On 23 November 2020, the CSCCE Data Science Special Interest Group (SIG) convened a meeting to discuss how to normalize talking about data. Julie Lowndes of Openscapes introduced the topic, providing an overview that is captured in full in the video archive below.
Normalizing talking about data
For scientific communities that rely on sharing data, and/or analyzing large datasets, there is often a language barrier that complicates standardizing processes: everyone talks about their data differently. Add to that a lack of clarity in communication and you end up with grad students and postdocs repeatedly reinventing the wheel to get their work done. In this presentation, Julie Lowndes shares her own experience, which ultimately led her to launch Openscapes. Openscapes offers “mentorship, training, coaching and community organizing centered around open data science [with a view to] help[ing] teams develop collaborative practices that are more reproducible, transparent, inclusive, and kind.” You can find out more on the Openscapes website.
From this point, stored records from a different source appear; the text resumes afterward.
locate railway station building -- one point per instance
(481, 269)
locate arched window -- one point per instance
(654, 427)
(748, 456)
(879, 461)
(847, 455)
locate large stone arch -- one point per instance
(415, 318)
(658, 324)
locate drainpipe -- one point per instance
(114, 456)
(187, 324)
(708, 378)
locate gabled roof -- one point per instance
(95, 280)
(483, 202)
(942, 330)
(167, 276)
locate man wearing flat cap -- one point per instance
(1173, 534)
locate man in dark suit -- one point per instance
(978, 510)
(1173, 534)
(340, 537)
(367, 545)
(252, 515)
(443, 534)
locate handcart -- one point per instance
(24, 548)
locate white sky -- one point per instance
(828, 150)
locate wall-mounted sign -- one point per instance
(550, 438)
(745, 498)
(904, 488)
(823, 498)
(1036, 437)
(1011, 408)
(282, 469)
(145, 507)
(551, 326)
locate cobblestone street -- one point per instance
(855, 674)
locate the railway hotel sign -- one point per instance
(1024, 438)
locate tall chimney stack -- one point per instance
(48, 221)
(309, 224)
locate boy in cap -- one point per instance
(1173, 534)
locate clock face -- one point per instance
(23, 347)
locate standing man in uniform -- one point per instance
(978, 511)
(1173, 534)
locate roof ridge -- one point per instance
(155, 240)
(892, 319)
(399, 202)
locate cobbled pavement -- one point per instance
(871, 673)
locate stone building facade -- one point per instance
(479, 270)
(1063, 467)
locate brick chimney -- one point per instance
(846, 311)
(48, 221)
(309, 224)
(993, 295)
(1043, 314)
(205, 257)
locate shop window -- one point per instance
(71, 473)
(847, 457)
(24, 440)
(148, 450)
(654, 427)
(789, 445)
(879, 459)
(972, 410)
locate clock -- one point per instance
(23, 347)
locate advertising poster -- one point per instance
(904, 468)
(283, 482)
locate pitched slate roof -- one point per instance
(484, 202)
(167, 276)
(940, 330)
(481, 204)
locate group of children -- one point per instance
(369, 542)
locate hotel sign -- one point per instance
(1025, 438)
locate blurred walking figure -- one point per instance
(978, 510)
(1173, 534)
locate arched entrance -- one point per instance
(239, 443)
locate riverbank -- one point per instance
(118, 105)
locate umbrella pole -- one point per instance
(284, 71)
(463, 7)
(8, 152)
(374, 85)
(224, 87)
Julie’s presentation inspired fascinating discussions in breakouts. Some of the key points that came up were:
- It’s hard to conceptualize and to articulate your needs if you don’t have the vocabulary. By creating and sharing nomenclature that everyone can adopt and understand, it becomes easy to see through the context of the specific research project and instead focus on the data stewardship that is standard across disciplines, e.g., renaming variables or entering metadata.
- There is a distinction between research questions and data questions. Your research question has never been asked before, but your data question may have been.
- As a community manager for a data-driven community, there are barriers to overcome to help researchers communicate effectively about their data:
- Many are self-taught and may carry with them a sense of shame or embarrassment that they “didn’t do something the right way.” This might also manifest in researchers not knowing how to ask the “right” questions.
- Data science is often talked about as a separate activity or discipline.
- The researchers in your community are diverse, with varying backgrounds and areas of expertise.
- Champions programs are one way of getting over these barriers, by creating trusted nodes with communities to help normalize talking interoperably about data.
- Open science practices add an extra layer of complexity, since many researchers will not want to share data until they have published their findings.
About the CSCCE Data Science SIG
The Data Science SIG is a space for community managers from data science, data science adjacent, and data science interested communities to gather and share activities, updates, and observations. We are especially interested in learning how cross-community information sharing and activities can raise up all of our communities.